By the mid 1980s, The Factory and the Montauk compound overlooking the Atlantic, wind-swept moor cliffs was put on the international map, mostly due to the barrage of artists, and the parade of celebrities and ultra urban pop star guests Warhol used over the years to reshape modern art and art-house filmmaking. Warhol was a true artist in every sense of the word, from producing music to creating and publishing the world famous "Interview" magazine.
Mutafyan said, "The time Ulli spent collaborating with Andy Warhol and Rainer Werner Fassbinder is priceless. And I feel my approach and visual interpretation will characterize these times very well. The script is absolutely great! It represents the Artistic Movement of the mid-20th century, the diversity of people, Warhol's artistic styles and revolutionary techniques. Factory Cowboy especially emphasizes an artist's liberty to move in a continuous stream of abstract personalities and emotions through nontraditional and nonrepresentational means of expression.

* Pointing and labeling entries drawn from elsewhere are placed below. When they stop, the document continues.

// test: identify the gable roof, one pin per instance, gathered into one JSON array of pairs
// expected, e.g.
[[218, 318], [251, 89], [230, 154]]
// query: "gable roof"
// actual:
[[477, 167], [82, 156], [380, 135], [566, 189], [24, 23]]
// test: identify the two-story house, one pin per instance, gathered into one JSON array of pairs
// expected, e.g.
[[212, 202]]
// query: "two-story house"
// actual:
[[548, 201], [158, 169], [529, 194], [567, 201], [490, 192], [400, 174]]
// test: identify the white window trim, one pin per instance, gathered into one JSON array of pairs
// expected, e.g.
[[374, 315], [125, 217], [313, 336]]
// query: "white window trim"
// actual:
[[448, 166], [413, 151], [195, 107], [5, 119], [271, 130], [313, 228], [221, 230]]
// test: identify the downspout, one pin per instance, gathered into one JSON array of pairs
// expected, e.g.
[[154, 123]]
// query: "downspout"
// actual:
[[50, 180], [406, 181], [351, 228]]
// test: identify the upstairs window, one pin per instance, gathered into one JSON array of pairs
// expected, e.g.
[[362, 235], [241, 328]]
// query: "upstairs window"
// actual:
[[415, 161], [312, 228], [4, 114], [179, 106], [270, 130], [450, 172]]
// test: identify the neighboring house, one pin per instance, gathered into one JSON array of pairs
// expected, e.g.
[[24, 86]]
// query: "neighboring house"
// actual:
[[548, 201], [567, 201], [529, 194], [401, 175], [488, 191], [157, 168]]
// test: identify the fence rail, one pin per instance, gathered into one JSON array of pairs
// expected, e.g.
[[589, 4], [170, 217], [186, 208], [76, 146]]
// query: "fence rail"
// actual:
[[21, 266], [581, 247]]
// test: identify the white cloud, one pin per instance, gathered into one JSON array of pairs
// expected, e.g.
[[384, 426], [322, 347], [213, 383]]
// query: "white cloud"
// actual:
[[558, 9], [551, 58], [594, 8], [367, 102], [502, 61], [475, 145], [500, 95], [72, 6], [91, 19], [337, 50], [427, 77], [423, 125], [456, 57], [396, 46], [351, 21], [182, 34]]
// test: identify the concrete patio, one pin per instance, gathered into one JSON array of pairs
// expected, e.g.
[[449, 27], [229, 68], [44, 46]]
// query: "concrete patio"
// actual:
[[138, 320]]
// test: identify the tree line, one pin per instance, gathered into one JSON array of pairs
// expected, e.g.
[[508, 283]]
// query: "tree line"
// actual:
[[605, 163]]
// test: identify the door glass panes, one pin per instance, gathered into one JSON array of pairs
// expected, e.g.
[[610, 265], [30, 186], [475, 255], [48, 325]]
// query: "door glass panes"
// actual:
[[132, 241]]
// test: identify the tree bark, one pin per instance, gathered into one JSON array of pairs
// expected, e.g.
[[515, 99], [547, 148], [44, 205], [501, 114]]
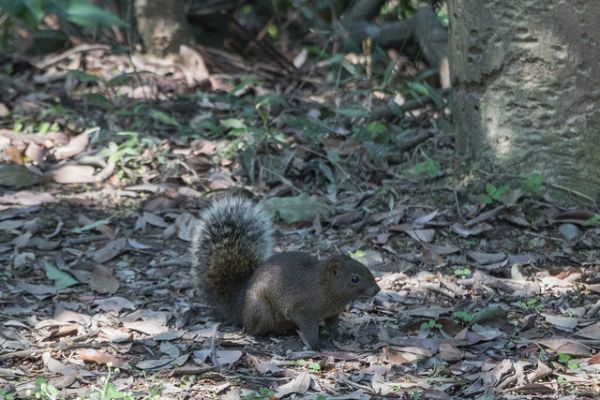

"I was taught in the film school about Rainer Werner Fassbinder and Ulli Lommel, and I wouldn't have dared to dream about directing a Ulli Lommel film in my life time. But that was before I met Pia Vaughn, who not only put me in touch with Ulli in Europe by phone, she brought the Factory Cowboy script to the table and I read it and couldn't believe my eyes. Pia got me attached to direct it soon after. Factory Cowboy is going to be such a beautiful movie with incredible depth."
Lommel directed and produced more than 50 films including 1973's highly acclaimed "Tenderness of the Wolves" produced by Fassbinder. He is known for his extensive work in horror, and has acted in more than 70 films since the 1960s including Fassbinder's "Loves Colder than Death," "Effii Brest" and "Chinese Roulette," many of which Michael Ballhaus was the cinematographer.
Mutafyan was nominated in the category of Best Visual Effects by the African Oscars-NAFCA 2013 for the film, "The Fetus." He directed the feature "Even One is a Warrior in the Field," and the short films "A Small Drop of Honey," "Ever After," "The Baby Shower," "The Surgeon," "Migration" and "The Theta Cycle." He also directed the documentaries "Demiurg," about legendary Russian theater director Georgiy Tovstonogov, "The Mission," about theater instructor/director Veniamin Filshtinsky and many episodes of the documentary TV series "The City of Sun," "ExpoExpo" and "St. Petersburg Time and Place."
"A director with Tigran's visual perception of integration could give the events which shaped and changed my life a special place in the 21st century," said Lommel.
"Factory Cowboy" producers are Pia Vaughn and Tigran Mutafyan of Glasscore Entertainment, LLC. It is slated to shoot in New York, Los Angeles and New Mexico. Principal Photography is to begin October 2014 and the picture will release in 2015.